Most of all, welcome.  I cannot really describe what blogging has meant to me.  It’s meant a lot.  I’m not sure how long I’ll keep it  up, but for awhile more at least, I think.

9 Comments

  • Pamela Smith

    I like your blog a lot. You are a very honest and kind person, I can tell.

    Very creative too!

    Found you by our shared love of Lick the Tins!

    Cheers!

    Pam

  • Tobia | craftaliciousme

    Thankmyou for that introduction Julie. So many things I didnt know since I am not around sind 2004. So this was great. I like that you are doing this for fun and not for moeny. I am the same way. I have next to zero interest in getting money from my blog. It is my outlet and I write what I want.

  • Melissa Delzio

    Hi Julie,
    I am a designer in Portland and founder of the Portland Design History project. I am doing some research about your dad and his work on the Willamette Bridge and Portland Scribe.

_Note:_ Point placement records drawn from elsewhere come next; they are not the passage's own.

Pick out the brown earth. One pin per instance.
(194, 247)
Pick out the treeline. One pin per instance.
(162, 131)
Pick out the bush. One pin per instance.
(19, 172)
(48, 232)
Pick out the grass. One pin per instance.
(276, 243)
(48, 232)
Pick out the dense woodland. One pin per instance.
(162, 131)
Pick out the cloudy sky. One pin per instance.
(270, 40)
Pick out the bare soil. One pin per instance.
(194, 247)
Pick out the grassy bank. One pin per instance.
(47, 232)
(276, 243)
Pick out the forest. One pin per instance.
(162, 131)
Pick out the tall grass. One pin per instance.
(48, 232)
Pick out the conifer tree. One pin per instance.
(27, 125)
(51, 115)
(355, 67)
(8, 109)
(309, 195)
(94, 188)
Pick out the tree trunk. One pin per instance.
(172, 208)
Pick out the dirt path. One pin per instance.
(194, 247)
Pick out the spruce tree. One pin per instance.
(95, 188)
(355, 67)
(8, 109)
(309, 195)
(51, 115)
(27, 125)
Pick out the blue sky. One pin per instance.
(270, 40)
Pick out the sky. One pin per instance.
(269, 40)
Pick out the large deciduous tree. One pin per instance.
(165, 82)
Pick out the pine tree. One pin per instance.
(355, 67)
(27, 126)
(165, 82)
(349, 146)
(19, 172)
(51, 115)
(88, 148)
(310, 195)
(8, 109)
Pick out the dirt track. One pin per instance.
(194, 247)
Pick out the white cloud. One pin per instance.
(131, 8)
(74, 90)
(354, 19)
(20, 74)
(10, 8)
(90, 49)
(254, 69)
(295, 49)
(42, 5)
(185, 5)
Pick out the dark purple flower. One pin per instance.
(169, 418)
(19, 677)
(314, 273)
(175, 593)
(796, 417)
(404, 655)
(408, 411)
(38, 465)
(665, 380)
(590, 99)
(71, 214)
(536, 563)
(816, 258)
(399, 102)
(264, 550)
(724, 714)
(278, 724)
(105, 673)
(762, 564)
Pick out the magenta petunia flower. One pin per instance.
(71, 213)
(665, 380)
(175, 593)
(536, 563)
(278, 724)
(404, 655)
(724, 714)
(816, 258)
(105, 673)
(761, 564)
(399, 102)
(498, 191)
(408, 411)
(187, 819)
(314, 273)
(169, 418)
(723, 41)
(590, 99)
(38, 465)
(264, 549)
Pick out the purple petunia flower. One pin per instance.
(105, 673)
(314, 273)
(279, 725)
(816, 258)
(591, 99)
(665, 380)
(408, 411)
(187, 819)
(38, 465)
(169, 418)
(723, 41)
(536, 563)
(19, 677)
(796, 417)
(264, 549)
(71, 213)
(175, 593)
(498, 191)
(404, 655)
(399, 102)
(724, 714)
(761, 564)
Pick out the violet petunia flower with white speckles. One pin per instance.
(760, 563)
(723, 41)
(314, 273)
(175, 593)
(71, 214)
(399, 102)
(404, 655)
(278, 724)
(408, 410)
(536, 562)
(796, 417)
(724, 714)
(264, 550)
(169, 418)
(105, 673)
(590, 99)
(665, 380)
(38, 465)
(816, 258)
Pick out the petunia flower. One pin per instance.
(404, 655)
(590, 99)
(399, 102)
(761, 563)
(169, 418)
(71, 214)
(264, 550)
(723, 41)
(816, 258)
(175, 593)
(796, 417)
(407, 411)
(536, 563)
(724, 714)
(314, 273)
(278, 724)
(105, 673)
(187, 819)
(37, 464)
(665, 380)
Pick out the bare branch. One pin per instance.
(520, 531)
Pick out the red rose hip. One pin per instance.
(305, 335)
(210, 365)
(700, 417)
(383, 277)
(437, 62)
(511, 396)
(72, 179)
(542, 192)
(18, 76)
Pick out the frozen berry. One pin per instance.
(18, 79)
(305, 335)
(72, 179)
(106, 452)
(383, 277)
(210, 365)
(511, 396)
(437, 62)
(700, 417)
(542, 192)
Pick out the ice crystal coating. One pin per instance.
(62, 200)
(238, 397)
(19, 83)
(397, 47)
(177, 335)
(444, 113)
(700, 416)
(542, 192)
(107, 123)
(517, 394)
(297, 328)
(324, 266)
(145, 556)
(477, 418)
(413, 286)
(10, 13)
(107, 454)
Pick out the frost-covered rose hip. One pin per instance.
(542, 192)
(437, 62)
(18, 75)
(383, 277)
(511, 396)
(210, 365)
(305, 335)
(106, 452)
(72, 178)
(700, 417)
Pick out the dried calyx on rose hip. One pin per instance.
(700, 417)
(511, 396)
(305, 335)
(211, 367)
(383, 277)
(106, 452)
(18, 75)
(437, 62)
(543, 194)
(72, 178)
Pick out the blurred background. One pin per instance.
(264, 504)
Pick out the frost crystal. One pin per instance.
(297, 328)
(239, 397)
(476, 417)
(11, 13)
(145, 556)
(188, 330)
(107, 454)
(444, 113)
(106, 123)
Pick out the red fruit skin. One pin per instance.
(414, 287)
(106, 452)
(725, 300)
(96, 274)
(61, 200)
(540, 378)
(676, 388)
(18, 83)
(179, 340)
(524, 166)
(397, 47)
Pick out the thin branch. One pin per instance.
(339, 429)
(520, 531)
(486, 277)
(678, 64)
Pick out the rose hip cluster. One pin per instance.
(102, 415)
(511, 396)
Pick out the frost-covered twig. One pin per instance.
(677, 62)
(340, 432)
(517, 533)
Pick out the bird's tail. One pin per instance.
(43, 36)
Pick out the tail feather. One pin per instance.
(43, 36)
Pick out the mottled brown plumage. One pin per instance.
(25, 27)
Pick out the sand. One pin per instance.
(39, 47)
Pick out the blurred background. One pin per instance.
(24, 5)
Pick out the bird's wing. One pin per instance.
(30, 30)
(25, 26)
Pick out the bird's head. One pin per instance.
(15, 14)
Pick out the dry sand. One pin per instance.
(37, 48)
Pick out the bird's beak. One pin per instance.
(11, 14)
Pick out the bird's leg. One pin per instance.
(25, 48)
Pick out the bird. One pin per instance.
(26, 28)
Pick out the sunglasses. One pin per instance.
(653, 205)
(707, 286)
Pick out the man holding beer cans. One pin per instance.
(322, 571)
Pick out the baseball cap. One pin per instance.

    I was wondering if I could ask you some questions! My email is melissa@meldel.com
    Thank you!

  • LeeAnna

    Your comment about Milo’s passing was so thoughtful, and like something I would have written. I came to your blog and found comfort reading your posts about Mulder. Milo loved beans as much as Mulder loved cukes.
    I feel you’re my blogging sister and hope I remember where to find you so I can just come read, and read, relating to so much.
    Intrigued with that age old decision about when it’s time to love again. I watched a lab die of cancer and grieved. I watched the standard poodle we got later then die of cancer at 12-ish and grieved. A year later we brought Milo home and he was tnt in a small baby package! He changed our lives, brought joy back to our home, and became my protector from loneliness until he too died of cancer aged 7.
    I will be back to read your words, I love your words, thank you LeeAnna at notafraidofcolor lapaylor at gmail dot com

    • J

      Thank you so much for coming by and reading about my boy Mulder. I miss him every day. I’ve had 3 dogs in my life, Samantha, Genevieve, and Mulder. Samantha was a lab mix, and she had cancer when she was 15, but it was localized in her tail, and they removed her tail, so she didn’t die from cancer. Genevieve was a Keeshond Sheltie mix, and she lived to 13, and I would say died of old age. Mulder, as you know, was barely middle aged. Something about losing him so early made it harder. SIGH.